P = (IC , CF , n , r),

I k

Where IC is an investment in the I-th year, I = 1,2 ...,( most often it is considered that m = 1 )

CA – inflow (outflow) of funds in the current year, k = 1,2,....n;

n – duration of the project; r is the discount ratio.

Investment projects analyzed in the process of drawing up the budget of capital investments have a certain logic.

- With each investment project, it is customary to associate cash flow, the elements of which are either net outflows or net cash inflows; in this case, net cash outflow in the year is understood as the excess of current cash expenditures on the project over current cash receipts (respectively, with an inverse ratio, there is a net inflow); sometimes the analysis does not use cash flow, but a sequence of forecast values of the net annual profit generated by the project.

  • Most often, the analysis is carried out by year, although this restriction is not unconditional or mandatory; in other words, the analysis can be carried out according to equal base periods of any duration (month, quarter, year, five-year period, etc.), it is only necessary to remember about linking the values of the elements of cash flow, the interest rate and the length of this period.
  • It is assumed that the entire volume of investments is made at the end of the year preceding the first year of the cash inflow generated by the project, although in principle investments can be made over a number of subsequent years.
  • The inflow (outflow) of funds takes place at the end of the next year (such logic is quite understandable and justified, since, for example, this is how profit is considered to be the cumulative total at the end of the reporting period).
  • The discount ratio used to evaluate projects using methods based on discounted estimates should correspond to the length of the period laid down in the basis of the investment project (for example, the annual rate is taken only if the length of the period is a year).

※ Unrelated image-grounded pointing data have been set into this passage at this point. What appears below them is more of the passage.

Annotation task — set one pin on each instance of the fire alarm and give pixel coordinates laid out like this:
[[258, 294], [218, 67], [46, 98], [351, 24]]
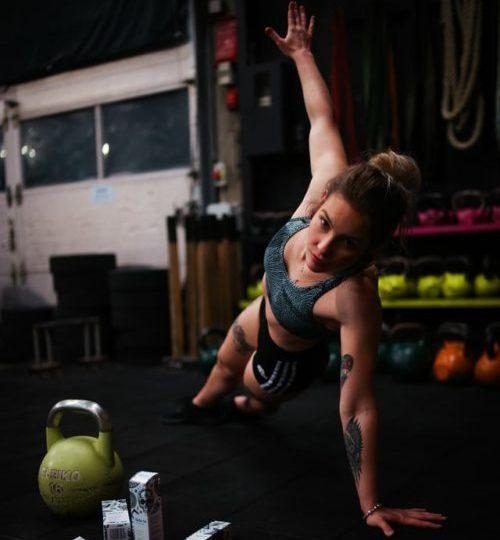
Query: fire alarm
[[219, 174]]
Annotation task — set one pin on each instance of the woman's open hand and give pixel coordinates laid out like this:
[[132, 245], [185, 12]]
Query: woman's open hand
[[414, 517], [299, 33]]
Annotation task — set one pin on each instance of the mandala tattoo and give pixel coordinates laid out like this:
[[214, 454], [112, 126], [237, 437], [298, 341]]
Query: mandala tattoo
[[239, 337], [345, 368], [354, 445]]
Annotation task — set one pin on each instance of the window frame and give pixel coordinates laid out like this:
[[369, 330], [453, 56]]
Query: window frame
[[97, 107]]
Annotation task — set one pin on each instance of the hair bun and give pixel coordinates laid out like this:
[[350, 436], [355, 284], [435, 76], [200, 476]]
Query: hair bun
[[403, 169]]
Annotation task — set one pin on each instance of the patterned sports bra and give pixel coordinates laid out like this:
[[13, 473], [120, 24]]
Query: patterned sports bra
[[293, 305]]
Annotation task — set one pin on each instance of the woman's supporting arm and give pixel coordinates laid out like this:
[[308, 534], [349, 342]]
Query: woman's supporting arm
[[360, 315]]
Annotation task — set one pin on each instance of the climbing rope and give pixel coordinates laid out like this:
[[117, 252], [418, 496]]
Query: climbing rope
[[460, 93]]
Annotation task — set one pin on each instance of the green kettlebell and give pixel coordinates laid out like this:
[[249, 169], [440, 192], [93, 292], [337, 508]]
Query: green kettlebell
[[254, 290], [79, 472], [332, 370], [456, 285], [392, 286], [429, 286], [393, 281]]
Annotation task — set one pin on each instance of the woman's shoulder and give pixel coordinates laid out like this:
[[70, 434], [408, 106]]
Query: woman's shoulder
[[356, 298], [358, 295]]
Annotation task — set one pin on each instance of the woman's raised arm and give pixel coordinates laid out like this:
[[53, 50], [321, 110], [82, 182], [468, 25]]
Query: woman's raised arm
[[327, 154]]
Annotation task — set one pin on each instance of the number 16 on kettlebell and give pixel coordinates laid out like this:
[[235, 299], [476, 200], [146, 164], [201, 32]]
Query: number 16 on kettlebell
[[79, 472]]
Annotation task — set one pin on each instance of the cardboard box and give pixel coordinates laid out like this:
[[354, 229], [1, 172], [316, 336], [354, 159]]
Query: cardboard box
[[116, 520], [215, 530], [145, 506]]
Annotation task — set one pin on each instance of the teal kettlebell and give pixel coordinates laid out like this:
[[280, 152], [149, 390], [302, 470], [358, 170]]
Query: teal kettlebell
[[208, 346], [410, 358], [332, 371], [77, 473]]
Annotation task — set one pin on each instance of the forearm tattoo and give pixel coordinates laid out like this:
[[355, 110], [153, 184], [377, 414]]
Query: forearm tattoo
[[345, 368], [354, 445], [239, 338]]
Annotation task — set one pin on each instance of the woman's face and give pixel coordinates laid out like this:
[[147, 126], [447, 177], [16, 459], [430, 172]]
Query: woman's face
[[338, 236]]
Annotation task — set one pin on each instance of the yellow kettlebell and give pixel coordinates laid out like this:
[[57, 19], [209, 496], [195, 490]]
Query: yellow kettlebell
[[79, 472]]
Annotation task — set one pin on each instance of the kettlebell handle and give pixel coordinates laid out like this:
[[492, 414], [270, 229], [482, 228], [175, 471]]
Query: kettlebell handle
[[79, 406]]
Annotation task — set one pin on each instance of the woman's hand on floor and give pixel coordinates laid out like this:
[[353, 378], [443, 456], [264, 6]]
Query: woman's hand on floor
[[384, 518], [299, 33]]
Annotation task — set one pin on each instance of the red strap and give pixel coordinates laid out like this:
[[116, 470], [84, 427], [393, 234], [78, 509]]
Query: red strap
[[343, 105]]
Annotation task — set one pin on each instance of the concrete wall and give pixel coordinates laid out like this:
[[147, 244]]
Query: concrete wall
[[70, 217]]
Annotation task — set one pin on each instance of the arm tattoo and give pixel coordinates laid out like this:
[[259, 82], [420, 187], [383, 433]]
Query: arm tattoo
[[239, 338], [345, 368], [354, 444]]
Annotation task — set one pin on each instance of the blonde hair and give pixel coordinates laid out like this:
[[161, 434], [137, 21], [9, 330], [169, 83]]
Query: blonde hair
[[384, 189]]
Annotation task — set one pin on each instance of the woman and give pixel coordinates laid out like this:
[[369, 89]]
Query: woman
[[319, 279]]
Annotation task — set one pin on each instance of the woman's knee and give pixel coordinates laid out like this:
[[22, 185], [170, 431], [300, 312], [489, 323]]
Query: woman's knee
[[228, 368]]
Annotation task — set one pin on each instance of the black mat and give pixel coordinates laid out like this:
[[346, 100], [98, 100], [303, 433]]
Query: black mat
[[283, 478]]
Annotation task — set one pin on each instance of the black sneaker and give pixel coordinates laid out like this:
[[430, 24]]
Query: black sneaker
[[186, 412]]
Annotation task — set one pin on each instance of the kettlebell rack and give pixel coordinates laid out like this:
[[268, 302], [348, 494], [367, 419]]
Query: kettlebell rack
[[91, 330]]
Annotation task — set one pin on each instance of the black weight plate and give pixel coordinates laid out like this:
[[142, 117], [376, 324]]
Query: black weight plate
[[84, 299], [138, 279], [139, 318], [121, 300], [82, 263]]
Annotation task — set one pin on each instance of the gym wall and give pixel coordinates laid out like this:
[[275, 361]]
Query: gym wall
[[123, 214]]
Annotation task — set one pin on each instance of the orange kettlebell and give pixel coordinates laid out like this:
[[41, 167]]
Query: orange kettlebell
[[452, 361], [487, 368]]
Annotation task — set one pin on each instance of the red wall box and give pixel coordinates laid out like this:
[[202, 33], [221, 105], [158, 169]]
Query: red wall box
[[226, 43]]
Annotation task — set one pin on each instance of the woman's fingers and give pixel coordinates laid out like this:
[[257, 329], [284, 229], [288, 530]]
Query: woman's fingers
[[292, 14], [270, 32], [303, 19], [386, 528], [310, 30]]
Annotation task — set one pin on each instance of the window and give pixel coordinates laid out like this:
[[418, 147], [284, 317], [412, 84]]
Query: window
[[3, 155], [59, 148], [146, 134]]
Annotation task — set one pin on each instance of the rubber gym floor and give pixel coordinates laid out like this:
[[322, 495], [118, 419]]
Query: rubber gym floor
[[282, 478]]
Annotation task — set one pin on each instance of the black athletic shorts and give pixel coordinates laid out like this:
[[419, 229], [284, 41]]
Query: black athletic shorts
[[281, 372]]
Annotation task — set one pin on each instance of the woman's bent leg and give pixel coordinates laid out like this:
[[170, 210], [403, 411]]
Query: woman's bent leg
[[232, 358]]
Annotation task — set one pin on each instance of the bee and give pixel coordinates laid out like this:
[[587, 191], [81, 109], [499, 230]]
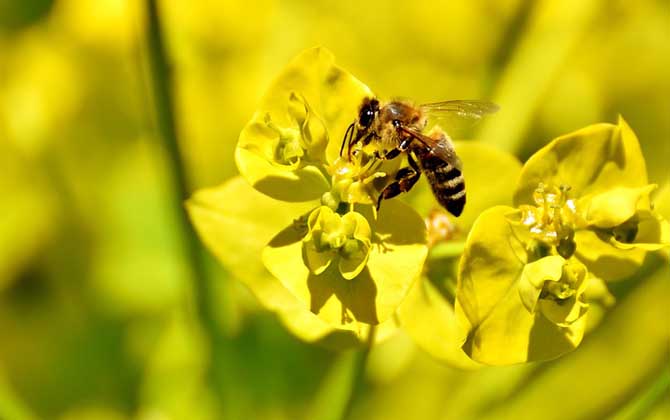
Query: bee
[[398, 127]]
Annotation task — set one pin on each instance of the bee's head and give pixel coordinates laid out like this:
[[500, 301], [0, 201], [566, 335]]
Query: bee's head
[[368, 112]]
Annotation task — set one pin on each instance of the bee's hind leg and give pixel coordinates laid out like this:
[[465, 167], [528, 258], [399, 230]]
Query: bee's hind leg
[[405, 180]]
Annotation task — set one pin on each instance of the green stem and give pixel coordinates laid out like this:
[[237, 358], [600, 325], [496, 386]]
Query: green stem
[[342, 384], [358, 380], [162, 83]]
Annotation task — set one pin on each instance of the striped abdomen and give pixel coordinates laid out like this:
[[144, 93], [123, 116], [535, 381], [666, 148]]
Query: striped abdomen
[[447, 183]]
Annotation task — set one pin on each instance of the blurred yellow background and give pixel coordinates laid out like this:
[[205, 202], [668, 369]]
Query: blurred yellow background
[[99, 314]]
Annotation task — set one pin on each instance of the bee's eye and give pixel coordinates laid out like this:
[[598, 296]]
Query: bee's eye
[[365, 119]]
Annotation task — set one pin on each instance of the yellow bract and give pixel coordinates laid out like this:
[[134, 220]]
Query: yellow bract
[[282, 150]]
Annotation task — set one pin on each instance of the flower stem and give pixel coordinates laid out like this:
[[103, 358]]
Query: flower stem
[[342, 384], [160, 73]]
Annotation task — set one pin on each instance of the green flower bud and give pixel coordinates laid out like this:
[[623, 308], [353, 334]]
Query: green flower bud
[[331, 236]]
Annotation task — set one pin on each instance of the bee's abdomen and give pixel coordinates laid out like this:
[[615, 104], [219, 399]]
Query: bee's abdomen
[[448, 186]]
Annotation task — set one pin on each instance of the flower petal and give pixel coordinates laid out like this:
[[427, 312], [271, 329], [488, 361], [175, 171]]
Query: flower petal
[[591, 160], [534, 275], [615, 206], [331, 98], [429, 318], [501, 329], [395, 260]]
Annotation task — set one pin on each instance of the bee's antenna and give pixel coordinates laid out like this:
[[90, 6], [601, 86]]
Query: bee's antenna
[[349, 133]]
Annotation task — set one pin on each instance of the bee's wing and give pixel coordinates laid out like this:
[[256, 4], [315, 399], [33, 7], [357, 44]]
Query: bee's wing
[[458, 115], [440, 146]]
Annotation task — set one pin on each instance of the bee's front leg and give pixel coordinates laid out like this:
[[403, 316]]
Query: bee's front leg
[[393, 153], [405, 180]]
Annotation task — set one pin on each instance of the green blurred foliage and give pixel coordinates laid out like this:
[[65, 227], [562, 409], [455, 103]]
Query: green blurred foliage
[[97, 308]]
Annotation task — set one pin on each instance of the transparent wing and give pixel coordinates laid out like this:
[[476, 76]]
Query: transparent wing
[[457, 117], [468, 109], [440, 146]]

It should be emphasized that the application of methods of evaluation and analysis of projects implies a multiplicity of forecast estimates and calculations used. Multiplicity is determined both by the possibility of applying a number of criteria, and by the unconditional expediency of varying the main parameters. This is achieved by using simulation models in a spreadsheet environment.

The criteria used in the analysis of investment activities can be divided into two groups depending on whether or not the time parameter is taken into account: (a) based on discounted estimates; b) based on accounting estimates. The first group includes the following criteria: net effect; roitor index; internal rate of profit; modified internal rate of return; discounted payback period of the investment. The second group includes the following criteria: payback period; ROI.